Сначала все в ней разлилось бессильной обидой, глухим, мучительным сердцебиением, готовыми брызнуть из-под набухших век слезами. Но потом стала закипать глухая злоба. Ей вспоминалось все. Все мелкие обиды нанизывались одна за другой, и она перебирала их, словно четки, все запомнившими пальцами. Если бы Михал не умер, господи! Она сидела бы сейчас в каменном доме, хозяйкой, как и другие, а то и получше других, потому что хозяйство-то было побольше. Коровы, лошади, овцы, а сколько поросят, сколько кур, господи Исусе! И помидоры в огороде, и вишни, сладкие как сахар, крупные, каких тут и нет нигде, и георгины под окнами — и все это было ее, Анны, и этого ребенка, что должен был появиться на свет. Но Михал не дождался. Ребенок лежит под тряпьем в подаренной из милости колыбели, а бабы травят ее, как бешеную собаку. Ведь ни одна не преминула походя кольнуть ее взглядом, уязвить злым словечком, глумливо засмеяться. Даже если которая и давала ей заработать или приносила чуточку молока или мяса, как Матусиха, то ведь только затем, чтобы что-нибудь подсмотреть, подслушать, разнюхать и разнести потом по всей деревне. Между тем сами они не такие уж святые, кое-что было известно и о них. Но ее всякая считала последней из последних. А не могла ведь она выйти замуж за Михала Каню, венчаться с ним в костеле, — у него была жена. Старая, худая, злющая баба, которая теперь сидит в каменном доме, доит Пеструшку, Буренку, Пегашку и Калину, надо всем властвует. Ох, выгнали ее, безо всего выгнали на дорогу. Даже то, что она принесла с собой из отцовского дома, даже то, что Михал купил ей из одежи — и то отняли, хотя ведь на это-то она имела право. Выгнали, хотя знали, что уже подходит ее время и что ей некуда идти, разве что на отцову могилу, на кладбище, потому что не к невестке же, которая вечно ей завидовала и не могла простить, что ей так хорошо живется с Михалом. Но здесь! Здесь она ведь никому ничего дурного не сделала, никого не обидела. А ребятишки швыряли в нее камнями, когда она в муках упала на дороге, и так уж потом без устали сыпались на нее эти камни, хотя она старалась никому не становиться поперек дороги — лишь бы как-нибудь выжить, лишь бы прокормить ребенка, который Михаловыми глазами смотрел на нее из колыбели.

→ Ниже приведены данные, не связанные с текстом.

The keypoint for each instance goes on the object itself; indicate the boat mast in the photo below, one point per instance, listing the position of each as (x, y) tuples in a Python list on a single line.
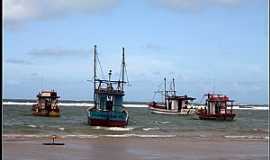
[(123, 67), (174, 92), (165, 95), (95, 74)]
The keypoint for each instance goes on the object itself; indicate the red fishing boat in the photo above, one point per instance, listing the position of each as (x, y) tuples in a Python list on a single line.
[(173, 104), (218, 107), (47, 104)]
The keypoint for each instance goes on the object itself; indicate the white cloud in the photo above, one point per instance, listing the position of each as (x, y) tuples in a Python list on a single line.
[(17, 11), (194, 4)]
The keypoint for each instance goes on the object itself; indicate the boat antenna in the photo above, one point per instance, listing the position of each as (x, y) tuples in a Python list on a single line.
[(95, 74), (123, 67)]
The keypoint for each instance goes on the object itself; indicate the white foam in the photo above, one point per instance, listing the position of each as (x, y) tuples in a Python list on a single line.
[(136, 105), (148, 129), (246, 137), (113, 128), (155, 136), (118, 129), (88, 136), (118, 135), (33, 126)]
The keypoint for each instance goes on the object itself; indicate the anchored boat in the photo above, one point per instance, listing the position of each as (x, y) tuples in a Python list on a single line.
[(173, 104), (108, 107), (218, 107), (47, 104)]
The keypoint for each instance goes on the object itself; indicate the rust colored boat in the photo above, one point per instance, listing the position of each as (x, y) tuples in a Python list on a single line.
[(47, 104), (217, 107)]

Постепенно слезы обсохли, запеклись злобой в сердце. Злобой на всех — на ребятишек на дороге, у которых когда-то были свои колыбели и которым не приходилось теперь прикрываться дареным тряпьем; на женщин — молодых и старых, завистливых, ехидных, скупых, жалевших ей даже деревенского воздуха, которым она дышала. Меньше злилась она на мужчин — эти все же были в сто раз лучше баб.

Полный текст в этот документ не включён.